Hirshfeld charges in vibe-qc are ~0.04-0.06 e more negative on heavy atoms than ORCA-reported values because the promolecule is constructed in the molecular basis (via the SAD initial guess) rather than from tabulated Slater-type atomic densities. Same qualitative trend, same response to chemistry — but expect a small offset when cross-comparing to ORCA Hirshfeld tables.
The default origin for the dipole is the center of mass, computed from a built-in atomic-mass table covering H–Kr. For heavier elements pass an explicit
origin=(a 3-vector in bohr).Dipole values for charged species are origin-dependent; callers should choose an origin that matches the convention they want to report (center of charge, nuclear centroid, etc.).

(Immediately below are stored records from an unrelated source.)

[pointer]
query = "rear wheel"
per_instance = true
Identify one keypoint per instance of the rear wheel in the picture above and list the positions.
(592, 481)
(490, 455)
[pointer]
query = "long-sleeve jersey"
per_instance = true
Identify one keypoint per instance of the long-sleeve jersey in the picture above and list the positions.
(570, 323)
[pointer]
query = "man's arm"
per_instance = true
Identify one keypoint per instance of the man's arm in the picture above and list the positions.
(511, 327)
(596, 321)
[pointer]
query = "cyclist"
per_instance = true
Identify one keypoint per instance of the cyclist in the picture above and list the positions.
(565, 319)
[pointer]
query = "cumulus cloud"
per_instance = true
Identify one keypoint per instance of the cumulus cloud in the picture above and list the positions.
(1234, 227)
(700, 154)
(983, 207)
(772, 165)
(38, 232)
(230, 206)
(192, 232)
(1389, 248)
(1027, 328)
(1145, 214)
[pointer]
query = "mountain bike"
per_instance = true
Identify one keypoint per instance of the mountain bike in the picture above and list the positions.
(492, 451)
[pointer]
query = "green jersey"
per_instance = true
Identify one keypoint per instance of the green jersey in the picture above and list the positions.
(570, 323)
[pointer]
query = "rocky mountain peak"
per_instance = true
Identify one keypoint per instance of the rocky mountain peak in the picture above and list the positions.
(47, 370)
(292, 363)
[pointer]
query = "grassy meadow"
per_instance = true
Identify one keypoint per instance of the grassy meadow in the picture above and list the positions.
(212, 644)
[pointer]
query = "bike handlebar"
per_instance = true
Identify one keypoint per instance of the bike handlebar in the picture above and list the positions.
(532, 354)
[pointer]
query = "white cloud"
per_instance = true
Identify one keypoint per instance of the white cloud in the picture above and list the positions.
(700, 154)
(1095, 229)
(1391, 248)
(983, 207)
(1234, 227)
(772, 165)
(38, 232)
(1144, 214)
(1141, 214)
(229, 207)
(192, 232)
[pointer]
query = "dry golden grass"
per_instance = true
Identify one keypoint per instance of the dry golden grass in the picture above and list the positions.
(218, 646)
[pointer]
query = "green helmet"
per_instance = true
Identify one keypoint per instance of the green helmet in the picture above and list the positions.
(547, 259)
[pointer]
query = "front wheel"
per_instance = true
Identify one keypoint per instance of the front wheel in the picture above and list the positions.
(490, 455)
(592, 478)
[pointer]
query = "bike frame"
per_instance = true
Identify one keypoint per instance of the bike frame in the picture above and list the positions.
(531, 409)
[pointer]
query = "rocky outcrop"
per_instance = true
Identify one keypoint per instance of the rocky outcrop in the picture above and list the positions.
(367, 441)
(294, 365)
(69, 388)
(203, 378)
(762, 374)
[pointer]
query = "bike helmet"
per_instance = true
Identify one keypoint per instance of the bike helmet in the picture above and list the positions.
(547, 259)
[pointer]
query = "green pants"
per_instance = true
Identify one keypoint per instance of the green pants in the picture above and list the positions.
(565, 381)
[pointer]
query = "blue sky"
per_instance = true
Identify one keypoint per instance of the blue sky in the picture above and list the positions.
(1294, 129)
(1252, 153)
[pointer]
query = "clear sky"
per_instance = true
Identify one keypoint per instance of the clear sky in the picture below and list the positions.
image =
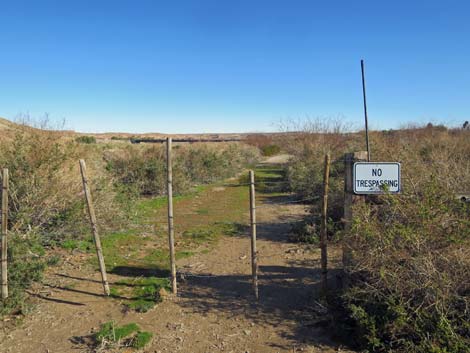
(239, 65)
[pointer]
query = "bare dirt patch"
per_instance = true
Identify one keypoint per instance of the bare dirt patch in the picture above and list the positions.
(214, 311)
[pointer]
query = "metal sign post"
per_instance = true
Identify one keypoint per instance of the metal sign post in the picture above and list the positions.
(376, 178)
(365, 109)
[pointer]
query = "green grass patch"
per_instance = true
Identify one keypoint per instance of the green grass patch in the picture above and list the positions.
(128, 335)
(74, 244)
(141, 339)
(142, 294)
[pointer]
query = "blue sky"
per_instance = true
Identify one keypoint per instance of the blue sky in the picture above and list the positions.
(223, 66)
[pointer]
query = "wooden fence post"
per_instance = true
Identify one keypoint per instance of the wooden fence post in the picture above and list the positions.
(4, 255)
(349, 200)
(254, 260)
(323, 227)
(94, 227)
(171, 233)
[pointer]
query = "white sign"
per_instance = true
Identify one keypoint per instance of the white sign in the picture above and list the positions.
(376, 177)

Periodic systems are not yet covered by the properties block. Results from the periodic SCF drivers (
run_rhf_periodic_scffor HF,run_rks_periodic_scffor KS) don’t currently flow through the.outoutput infrastructure; periodic dipole moments themselves are subtle anyway (require a Berry-phase polarization treatment for unambiguous values), and arrive in a later phase.